Single
The Single class is similar to Flowable, however instead of representing a stream of data with an unknown length, Single represents a stream which will only ever produce a single value, and which is produced on demand (when subscribed). From a practical perspective Single is a lazy, cancellable Promise that supports operators (e.g. map()).
Examples
Network Request
This example creates a Single that resolves to the result of an XHR request. The fetch
API does not support cancellation, so no cancel callback is passed to
onSubscribe(). The user may still call cancel() to ignore the fetch
results and stop onComplete() or onError() from being called.
const single = new Single((subscriber) => {
  fetch('https://...').then((resp) => {
    resp.json().then(
      (data) => subscriber.onComplete(data),
      (error) => subscriber.onError(error)
    );
  });
  subscriber.onSubscribe();
});
single.subscribe({
  onComplete: (data) => console.log(data),
  onError: (error) => console.error(error),
  onSubscribe: (cancel) => {
    /* call cancel() to stop onComplete/onError */
  },
});
Timer
This example creates a Single that resolves to a string after a timeout, passing a
cancellation callback to stop the timer in case the user cancels the Single:
const single = new Single((subscriber) => {
  const id = setTimeout(() => subscriber.onComplete('hello!'), 250);
  // Cancellation callback is optional
  subscriber.onSubscribe(() => clearTimeout(id));
});
single.subscribe({
  onComplete: (data) => console.log(data),
  onError: (error) => console.error(error),
  onSubscribe: (cancel) => {
    /* call cancel() to stop onComplete/onError */
  },
});
API
constructor (function)
class Single<T> {
  constructor(source: Source<T>)
}
type Source<T> = (subscriber: Subscriber<T>) => void;
type Subscriber<T> = {
  onComplete: (data: T) => void,
  onError: (error: Error) => void,
  onSubscribe: (cancel: CancelCallback) => void,
};
type CancelCallback = () => void;
subscribe() (method)
This method connects the Single to a subscriber of values.

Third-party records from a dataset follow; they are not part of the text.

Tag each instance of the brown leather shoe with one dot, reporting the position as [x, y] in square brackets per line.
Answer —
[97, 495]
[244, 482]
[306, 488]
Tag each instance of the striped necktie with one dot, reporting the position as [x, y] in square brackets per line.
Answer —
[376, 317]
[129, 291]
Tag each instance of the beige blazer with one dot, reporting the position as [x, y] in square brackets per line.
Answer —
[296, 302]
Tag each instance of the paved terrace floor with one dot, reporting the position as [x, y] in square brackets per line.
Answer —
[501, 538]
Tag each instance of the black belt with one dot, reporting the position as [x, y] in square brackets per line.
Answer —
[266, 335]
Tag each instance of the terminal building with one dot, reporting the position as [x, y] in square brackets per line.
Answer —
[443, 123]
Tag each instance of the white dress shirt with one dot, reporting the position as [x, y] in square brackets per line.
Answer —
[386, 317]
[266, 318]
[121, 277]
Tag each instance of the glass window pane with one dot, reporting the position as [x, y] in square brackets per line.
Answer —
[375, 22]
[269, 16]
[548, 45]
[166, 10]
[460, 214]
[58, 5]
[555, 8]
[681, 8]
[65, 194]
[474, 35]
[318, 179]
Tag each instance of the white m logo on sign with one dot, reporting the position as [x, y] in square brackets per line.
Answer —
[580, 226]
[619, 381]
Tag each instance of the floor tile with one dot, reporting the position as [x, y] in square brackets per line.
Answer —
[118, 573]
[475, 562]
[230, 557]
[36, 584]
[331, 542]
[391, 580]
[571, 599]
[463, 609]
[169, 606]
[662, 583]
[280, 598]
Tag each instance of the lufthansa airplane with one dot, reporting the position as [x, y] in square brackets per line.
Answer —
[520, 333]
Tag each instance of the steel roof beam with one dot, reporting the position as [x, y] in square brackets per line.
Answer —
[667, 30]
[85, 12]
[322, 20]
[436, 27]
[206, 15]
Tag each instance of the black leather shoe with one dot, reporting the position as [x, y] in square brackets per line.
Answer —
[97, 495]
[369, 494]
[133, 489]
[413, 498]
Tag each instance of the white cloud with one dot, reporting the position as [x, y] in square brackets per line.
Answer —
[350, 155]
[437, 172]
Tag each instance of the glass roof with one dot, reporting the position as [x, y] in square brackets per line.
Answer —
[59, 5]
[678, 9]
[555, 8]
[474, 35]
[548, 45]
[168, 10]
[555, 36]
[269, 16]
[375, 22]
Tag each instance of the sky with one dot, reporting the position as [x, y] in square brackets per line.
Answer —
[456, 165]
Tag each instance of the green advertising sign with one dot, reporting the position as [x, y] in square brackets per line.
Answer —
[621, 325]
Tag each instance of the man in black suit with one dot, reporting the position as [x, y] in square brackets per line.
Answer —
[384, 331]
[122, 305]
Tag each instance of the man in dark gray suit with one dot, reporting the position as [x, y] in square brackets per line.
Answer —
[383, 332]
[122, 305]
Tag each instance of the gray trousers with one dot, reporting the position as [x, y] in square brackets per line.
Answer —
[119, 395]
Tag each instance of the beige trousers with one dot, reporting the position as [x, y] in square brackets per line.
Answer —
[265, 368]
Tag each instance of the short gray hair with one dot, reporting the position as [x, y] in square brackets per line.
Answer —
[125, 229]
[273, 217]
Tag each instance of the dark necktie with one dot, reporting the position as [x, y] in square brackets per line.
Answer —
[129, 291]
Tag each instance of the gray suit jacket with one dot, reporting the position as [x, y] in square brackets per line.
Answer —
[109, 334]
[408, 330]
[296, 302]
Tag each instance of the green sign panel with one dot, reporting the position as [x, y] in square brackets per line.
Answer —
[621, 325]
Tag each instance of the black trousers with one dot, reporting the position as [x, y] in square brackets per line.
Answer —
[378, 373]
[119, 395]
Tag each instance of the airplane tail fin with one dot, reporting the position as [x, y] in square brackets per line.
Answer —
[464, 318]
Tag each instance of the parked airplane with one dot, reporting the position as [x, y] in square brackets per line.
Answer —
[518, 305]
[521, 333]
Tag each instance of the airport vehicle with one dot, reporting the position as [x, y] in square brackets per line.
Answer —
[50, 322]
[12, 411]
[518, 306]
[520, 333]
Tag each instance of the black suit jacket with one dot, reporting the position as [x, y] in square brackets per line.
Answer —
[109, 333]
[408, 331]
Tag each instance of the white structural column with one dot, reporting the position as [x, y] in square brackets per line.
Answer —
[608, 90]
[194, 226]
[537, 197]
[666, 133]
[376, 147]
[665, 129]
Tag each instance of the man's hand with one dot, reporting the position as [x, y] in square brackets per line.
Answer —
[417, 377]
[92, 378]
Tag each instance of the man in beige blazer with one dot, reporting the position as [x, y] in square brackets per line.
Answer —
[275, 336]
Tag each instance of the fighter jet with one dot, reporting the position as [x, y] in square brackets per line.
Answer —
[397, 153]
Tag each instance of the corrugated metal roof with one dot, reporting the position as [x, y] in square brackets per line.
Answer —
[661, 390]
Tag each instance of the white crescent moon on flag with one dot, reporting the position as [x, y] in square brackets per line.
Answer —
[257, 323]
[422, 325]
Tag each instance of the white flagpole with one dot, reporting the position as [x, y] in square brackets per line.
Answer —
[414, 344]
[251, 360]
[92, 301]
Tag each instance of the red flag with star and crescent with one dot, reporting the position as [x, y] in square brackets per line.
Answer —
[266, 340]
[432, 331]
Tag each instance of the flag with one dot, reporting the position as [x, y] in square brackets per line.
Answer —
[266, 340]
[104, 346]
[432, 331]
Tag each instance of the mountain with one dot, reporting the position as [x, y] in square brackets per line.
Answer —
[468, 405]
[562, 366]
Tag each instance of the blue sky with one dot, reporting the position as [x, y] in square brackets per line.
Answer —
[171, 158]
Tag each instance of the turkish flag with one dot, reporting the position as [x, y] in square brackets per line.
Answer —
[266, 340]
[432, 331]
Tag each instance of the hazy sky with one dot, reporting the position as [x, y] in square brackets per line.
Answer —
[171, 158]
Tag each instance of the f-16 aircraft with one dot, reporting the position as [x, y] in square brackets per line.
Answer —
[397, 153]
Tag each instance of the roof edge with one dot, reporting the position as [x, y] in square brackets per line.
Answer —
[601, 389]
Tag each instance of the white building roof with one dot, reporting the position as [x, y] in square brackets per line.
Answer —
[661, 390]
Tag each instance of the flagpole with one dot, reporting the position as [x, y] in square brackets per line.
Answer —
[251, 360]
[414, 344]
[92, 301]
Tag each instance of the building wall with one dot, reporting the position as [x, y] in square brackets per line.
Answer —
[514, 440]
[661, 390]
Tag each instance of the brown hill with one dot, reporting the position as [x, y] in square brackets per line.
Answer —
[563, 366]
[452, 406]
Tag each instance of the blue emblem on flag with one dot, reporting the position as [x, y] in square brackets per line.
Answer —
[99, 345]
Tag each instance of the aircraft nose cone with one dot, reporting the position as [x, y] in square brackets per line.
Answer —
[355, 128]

Unlike Flowable, with Single a subscribe
also implicitly indicates demand. PartialSubscriber differs from Subscriber
only in that methods are optional.
subscribe(subscriber: PartialSubscriber<T>): void
type PartialSubscriber<T> = {
  onComplete?: (data: T) => void,
  onError?: (error: Error) => void,
  onSubscribe?: (cancel: CancelCallback) => void,
}
map() (method)
This method applies a transform function to values produced by this Single. This is similar to
Array.prototype.map, Observable.prototype.map, etc.